I couldn't bring myself to call him by name, Harcourt Durand. He had financed the raid on the backwater colony my family had lived on. The raiders had been brutal in separating men from wives, parents from children, in an effort to keep them all under control. Honestly, it hadn't taken much to find his involvement, his financing for these kinds of raids wide-spread in their notoriety. It was just a shame the slaver who had actually done the work had died before I had gained my freedom.
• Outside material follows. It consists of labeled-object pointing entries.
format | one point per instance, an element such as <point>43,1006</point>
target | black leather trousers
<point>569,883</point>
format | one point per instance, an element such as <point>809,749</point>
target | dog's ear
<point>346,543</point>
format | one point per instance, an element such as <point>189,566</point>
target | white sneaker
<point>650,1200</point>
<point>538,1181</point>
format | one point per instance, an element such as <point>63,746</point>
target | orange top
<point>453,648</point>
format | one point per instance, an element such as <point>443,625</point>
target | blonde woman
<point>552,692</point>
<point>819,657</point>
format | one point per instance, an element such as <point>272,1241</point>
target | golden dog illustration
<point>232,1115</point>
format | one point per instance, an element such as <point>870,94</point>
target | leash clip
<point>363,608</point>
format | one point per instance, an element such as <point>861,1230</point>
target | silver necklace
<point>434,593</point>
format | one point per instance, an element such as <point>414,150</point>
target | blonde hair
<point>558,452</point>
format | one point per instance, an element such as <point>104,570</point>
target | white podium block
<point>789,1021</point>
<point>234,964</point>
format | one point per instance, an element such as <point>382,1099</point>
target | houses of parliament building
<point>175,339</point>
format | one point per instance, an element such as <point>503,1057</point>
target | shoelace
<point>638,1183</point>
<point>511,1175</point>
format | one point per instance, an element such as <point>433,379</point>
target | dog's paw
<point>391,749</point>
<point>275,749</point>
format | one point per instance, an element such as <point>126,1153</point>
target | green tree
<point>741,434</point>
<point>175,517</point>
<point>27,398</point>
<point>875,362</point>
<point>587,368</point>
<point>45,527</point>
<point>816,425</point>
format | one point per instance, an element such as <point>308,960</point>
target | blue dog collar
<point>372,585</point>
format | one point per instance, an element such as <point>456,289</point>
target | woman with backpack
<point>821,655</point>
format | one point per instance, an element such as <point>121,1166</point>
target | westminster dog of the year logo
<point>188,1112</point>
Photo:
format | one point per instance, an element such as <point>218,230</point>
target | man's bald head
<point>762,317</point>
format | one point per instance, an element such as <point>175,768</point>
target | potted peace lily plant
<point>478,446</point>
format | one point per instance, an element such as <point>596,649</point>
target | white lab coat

The Casino grounds were wide, spread out in a show of luxury on an otherwise back-water planet. It wasn't well known, but it was well protected, and well designed. Automated defenses did most of the work, covering the approaches and doors with equal vigilance. Probably using the most sophisticated intelligence and sensors to determine threat from guest, likely under the direct fire control of one or two controllers in the security building.

I hadn't had any hand in helping the cell design their attack on the Casino, to them it was a symbol of the corruption in this sector. Money that should have gone into their schools, or to promote more jobs in the area went instead into helping build this. It wouldn't be long now before they got their chance for some payback.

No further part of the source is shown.